No, this is not a drill. A huge asteroid is heading for our planet, and with a diameter of one kilometer, a strike by it could wipe out human life. Don’t cancel any plans, give contemporary doomsayers a pat on the back, or descend into ’roid rage just yet, though. Despite a speed of nine miles per second, or 38,000 mph, the object’s arrival isn’t expected till 2880 — March 16, to be precise.
When that time does come, however, there will be cause for concern (assuming man is still traipsing about our blue orb). The asteroid — identified as “1950 DA” — has a 1 in 300 chance of striking Earth. That’s far greater than the odds of being murdered in Chicago (1 in 6,250) or dying in a car crash (1 in 5,000).
But there is good news other than the fact that, along with our national debt, 1950 DA is posterity’s problem. Scientists believe that the more than 800 years till its arrival give us ample time to avert disaster. Unlike in the film Armageddon, however, this wouldn’t be achieved by blowing the asteroid up. University of Tennessee researchers claim this would just increase the devastation by creating multiple impacts. Instead, writes The Independent’s Lizzie Dearden, “small changes could be made to its surface to disrupt the forces keeping it together and cause it to break up in outer space.” Dearden doesn’t explain how this would have a different effect from that of blowing 1950 DA up, but, presumably, it would cause a disintegration that would reduce the asteroid to harmless-size pieces, to ones with a trajectory that would take them away from Earth, or both.
Aside from its troubling trajectory, the space rock has another unusual characteristic. Writes Dearden, “The University of Tennessee researchers said 1950 DA is rotating so quickly it ‘defies gravity’ and is held together by cohesive forces, called van der Waals, never before detected on an asteroid.… Previous research has shown that asteroids are loose piles of rubble held together by gravity and friction but by calculating 1950 DA’s thermal inertia and bulk density, the team detected the action of cohesive forces that stop it breaking up.” In fact, scientists say that the asteroid is spinning so rapidly that it would disintegrate if gravity were the only force acting on it. Moreover, this rapid rotation actually causes “negative gravity,” which means that if you attempted to stand on 1950 DA’s surface, you’d be cast into deep space.
What aren’t unusual are asteroid strikes themselves. For instance, it is widely believed that a devastating impact 66 million years ago wiped out virtually all the dinosaurs and approximately 70 percent of all other species on our planet, though some scientists now say the culprit was a comet. Just last year a 10-ton meteor (essentially a particle from an asteroid or comet) approximately 10 feet in diameter exploded in the lower atmosphere near the Russian city of Chelyabinsk, shattering more than one million square feet of glass and injuring 1,200; ironically, later the very same day an even larger object — 55 yards across — missed the Earth by only 17,000 miles, a hair’s breadth by cosmic standards. And then there was the now legendary 1908 Tunguska impact, in which a 120-foot asteroid exploded above Siberia, destroying 800 square miles of forest and creating a shockwave detected even in England.
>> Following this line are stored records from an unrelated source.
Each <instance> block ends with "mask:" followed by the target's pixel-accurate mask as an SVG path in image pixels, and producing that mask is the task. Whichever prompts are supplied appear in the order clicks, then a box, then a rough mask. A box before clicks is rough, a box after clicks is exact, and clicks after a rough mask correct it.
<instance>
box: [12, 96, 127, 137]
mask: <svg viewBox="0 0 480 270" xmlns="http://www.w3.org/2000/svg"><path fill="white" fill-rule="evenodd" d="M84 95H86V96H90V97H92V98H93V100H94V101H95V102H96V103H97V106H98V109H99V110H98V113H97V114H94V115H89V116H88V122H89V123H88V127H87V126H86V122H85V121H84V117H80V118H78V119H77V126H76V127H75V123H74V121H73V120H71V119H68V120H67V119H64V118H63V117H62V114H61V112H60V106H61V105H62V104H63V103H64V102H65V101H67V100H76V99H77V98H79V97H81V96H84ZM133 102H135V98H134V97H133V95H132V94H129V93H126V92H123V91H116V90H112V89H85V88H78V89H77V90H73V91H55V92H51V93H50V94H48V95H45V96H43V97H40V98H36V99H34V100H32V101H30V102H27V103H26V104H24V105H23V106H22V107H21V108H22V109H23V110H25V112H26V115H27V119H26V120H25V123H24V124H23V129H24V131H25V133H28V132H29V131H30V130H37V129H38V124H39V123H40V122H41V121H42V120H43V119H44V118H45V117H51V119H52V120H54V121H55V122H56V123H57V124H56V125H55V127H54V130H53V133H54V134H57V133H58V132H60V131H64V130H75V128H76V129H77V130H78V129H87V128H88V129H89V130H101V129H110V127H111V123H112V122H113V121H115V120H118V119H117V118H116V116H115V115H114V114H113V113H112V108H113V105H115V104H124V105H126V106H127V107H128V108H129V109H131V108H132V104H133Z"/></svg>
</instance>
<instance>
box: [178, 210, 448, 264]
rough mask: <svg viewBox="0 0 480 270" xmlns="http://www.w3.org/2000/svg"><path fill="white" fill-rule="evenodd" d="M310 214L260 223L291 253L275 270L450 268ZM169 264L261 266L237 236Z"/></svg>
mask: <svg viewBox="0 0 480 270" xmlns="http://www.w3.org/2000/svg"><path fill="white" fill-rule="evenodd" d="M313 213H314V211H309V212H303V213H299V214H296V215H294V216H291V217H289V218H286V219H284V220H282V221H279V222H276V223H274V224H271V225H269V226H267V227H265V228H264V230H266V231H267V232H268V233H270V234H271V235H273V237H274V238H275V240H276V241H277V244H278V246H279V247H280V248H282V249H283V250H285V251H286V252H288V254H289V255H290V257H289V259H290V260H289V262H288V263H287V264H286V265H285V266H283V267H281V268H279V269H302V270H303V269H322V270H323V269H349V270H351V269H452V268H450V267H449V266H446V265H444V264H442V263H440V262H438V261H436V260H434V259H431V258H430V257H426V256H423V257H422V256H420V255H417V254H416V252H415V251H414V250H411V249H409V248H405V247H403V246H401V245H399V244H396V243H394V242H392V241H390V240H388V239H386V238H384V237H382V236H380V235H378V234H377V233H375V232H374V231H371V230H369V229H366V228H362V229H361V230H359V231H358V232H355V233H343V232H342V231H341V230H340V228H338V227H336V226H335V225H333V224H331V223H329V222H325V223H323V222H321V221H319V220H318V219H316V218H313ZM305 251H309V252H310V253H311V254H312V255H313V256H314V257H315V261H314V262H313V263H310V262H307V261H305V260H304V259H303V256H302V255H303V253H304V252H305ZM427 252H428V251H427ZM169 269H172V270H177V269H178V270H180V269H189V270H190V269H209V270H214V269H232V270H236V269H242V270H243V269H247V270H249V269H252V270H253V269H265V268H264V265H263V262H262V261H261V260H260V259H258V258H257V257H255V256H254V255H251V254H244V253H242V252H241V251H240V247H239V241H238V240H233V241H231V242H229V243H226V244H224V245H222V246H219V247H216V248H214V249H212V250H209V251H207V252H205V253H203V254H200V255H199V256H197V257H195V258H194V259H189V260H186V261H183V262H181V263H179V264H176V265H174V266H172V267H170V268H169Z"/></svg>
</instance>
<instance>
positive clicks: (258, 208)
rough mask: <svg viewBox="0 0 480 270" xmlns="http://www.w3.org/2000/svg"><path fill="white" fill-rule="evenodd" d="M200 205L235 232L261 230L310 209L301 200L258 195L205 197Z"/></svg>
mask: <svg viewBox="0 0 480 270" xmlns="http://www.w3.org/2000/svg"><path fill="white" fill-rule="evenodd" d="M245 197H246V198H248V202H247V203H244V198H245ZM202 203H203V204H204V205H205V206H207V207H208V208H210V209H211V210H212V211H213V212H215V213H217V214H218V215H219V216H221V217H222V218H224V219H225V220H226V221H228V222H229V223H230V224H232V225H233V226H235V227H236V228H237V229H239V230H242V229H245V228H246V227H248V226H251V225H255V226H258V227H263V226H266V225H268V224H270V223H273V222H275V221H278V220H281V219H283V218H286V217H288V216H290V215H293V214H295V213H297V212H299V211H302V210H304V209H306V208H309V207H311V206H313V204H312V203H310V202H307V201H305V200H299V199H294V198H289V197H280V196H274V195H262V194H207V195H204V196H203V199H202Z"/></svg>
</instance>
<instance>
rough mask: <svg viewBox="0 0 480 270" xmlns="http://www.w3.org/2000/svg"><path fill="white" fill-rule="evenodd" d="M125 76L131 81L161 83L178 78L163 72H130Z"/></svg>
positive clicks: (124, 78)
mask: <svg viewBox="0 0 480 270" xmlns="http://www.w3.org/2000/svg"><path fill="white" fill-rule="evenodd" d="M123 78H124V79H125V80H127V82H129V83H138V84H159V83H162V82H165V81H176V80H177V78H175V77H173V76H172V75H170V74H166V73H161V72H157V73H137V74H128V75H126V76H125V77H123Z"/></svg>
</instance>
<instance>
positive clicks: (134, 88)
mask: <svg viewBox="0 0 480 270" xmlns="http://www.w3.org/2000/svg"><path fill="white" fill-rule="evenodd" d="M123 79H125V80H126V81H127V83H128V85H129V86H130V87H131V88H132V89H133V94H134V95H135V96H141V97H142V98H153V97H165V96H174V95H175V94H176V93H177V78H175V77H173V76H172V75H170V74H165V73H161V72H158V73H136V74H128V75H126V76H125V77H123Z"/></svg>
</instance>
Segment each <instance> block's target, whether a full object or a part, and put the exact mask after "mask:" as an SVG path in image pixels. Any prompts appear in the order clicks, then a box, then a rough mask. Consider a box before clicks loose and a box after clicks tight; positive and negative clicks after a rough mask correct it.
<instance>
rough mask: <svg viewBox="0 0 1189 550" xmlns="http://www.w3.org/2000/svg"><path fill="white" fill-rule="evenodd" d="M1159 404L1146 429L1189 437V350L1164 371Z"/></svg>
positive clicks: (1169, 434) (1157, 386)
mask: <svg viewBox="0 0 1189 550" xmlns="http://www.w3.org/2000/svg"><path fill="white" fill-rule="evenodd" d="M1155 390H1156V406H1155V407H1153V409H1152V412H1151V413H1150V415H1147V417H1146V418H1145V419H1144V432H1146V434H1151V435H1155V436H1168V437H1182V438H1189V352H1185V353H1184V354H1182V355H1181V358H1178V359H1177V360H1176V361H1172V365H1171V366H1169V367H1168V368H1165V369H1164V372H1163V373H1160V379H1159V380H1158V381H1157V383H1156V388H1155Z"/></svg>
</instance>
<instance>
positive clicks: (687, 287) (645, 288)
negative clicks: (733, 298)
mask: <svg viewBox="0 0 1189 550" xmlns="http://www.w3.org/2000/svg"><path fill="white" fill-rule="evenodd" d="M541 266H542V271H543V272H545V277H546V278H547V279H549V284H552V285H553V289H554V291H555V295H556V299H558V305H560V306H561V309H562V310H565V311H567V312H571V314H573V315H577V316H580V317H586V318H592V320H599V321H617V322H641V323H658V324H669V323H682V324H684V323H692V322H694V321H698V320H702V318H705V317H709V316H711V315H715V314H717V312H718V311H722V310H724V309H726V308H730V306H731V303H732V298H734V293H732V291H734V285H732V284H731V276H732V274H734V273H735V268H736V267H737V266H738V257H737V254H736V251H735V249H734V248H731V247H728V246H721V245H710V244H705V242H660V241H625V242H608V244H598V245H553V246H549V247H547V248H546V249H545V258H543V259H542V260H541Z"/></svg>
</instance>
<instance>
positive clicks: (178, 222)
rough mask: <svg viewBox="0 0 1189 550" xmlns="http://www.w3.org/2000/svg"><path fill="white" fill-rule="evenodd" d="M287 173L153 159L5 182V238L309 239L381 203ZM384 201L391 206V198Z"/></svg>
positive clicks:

In fact, asteroid strikes have occurred millions of times during Earth’s history, with most causing little or no damage. More devastating impacts are rarer, with 1 km (0.62 mile)-diameter objects striking the Earth every 500,000 years on average and 5 km (3 mile)-diameter asteroids hitting once every 20 million years. And the reality is that our planet finds itself in a sea of asteroids. As The Week’s Chris Gayomali reports, “Near-Earth objects (NEOs, for short) are objects that orbit the sun nearer than 1.3 times the Earth’s orbital distance. In 2012 alone, roughly 8,800 NEOs have been logged,” and there are “580,000 known asteroids throughout our solar system.”
The bright side is that NASA “keeps close tabs on these potential H-bombs,” writes Gayomali. As for 1950 DA, we will likely thwart its designs on us even if Bruce Willis isn’t around. Nonetheless, this writer intends to have his affairs in order by then.